Other changes outlined by Rudd include a new online system for private landlords to request direct payments for tenants who have problems managing money, and changes to pay childcare costs in advance if needed.

Recent research by Residential Landlords Association (RLA) revealed 61% per cent of landlords with tenants on Universal Credit have seen them go into rent arrears – up from 27% in 2016.

“Improving, and speeding up, the process by which payments can be made directly to the landlord has been a central part of the RLA’s campaign on Universal Credit,” said RLA vice chair Chris Town.

“Anything that helps this will give landlords much greater confidence in the system and ensure tenants have greater security in the knowledge that their rent payments will be met,” he said.

On thawing the benefits freeze, though, Rudd was a little cooler than earlier today saying: “I haven’t had any further conversations with the chancellor, so I’d better not say anything too definitive at this stage, but it would certainly be my view that it should come to an end at that stage.”

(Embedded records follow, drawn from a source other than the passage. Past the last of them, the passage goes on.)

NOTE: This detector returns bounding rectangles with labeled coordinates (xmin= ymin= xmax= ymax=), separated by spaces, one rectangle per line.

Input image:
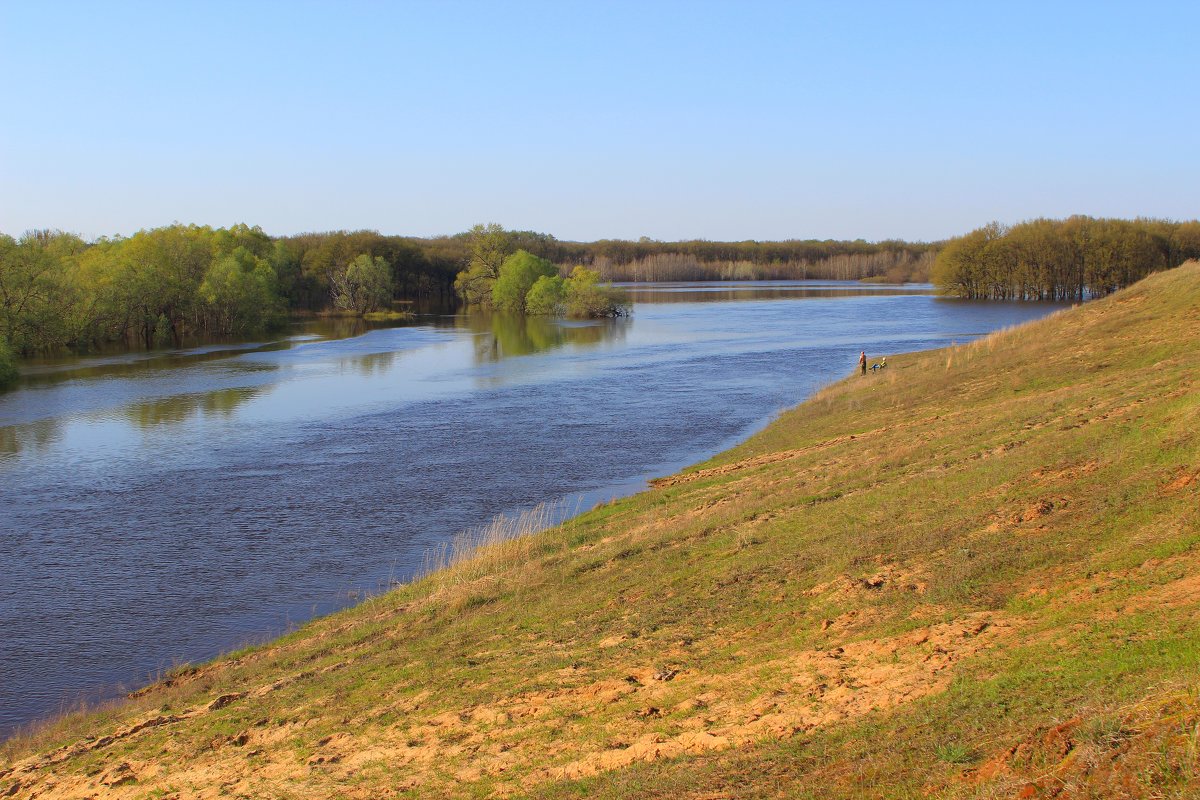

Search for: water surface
xmin=0 ymin=282 xmax=1061 ymax=736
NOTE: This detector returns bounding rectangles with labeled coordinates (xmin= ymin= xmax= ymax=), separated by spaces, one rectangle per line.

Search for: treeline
xmin=8 ymin=216 xmax=1193 ymax=366
xmin=0 ymin=225 xmax=462 ymax=355
xmin=278 ymin=229 xmax=462 ymax=310
xmin=556 ymin=239 xmax=937 ymax=283
xmin=933 ymin=217 xmax=1200 ymax=301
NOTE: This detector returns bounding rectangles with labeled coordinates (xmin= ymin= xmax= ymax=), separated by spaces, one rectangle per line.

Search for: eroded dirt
xmin=1 ymin=607 xmax=1014 ymax=799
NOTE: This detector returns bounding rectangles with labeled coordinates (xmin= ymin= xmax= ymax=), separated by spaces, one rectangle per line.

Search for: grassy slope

But Rudd defended the principle of the two-child limit saying: “I think it is fair that those on welfare make the same considered decisions as other taxpayers who support themselves solely though work.

“So I believe it was right to limit the number of children for whom support can be provided through universal credit funded by the taxpayer.

“However, I believe it is unfair to apply that limit retrospectively.”

Sian Hawkins, Women’s Aid’s head of campaigns, said children born after April 2017 were “still subject to this objectionable policy”, while the rape clause exemption “does not reflect survivors’ lived experience of disclosing domestic abuse and rape”.

She said: “We know from our work with survivors that many women do not have the confidence to speak out about their experience of domestic abuse or rape due to feelings of shame, worrying about the repercussions for their children and fears of the consequences of doing so.”

Will Atkinson, Policy and Programmes Manager at Community Housing Cymru said:

“We welcome the announcement by the work and pensions secretary to abandon the DWP plans to extend a benefits limit on families of more than two children, born before the system was introduced in April 2017.

“However, we would urge the secretary to scrap the two-child limit for all current and future families too.

“We know that the two child policy can push families into poverty once they no longer receive the benefits necessary to cover the cost of feeding and clothing more than two children, and will continue working together with partner federations to tackle the fundamental flaws with Universal Credit on behalf of Welsh housing association tenants.”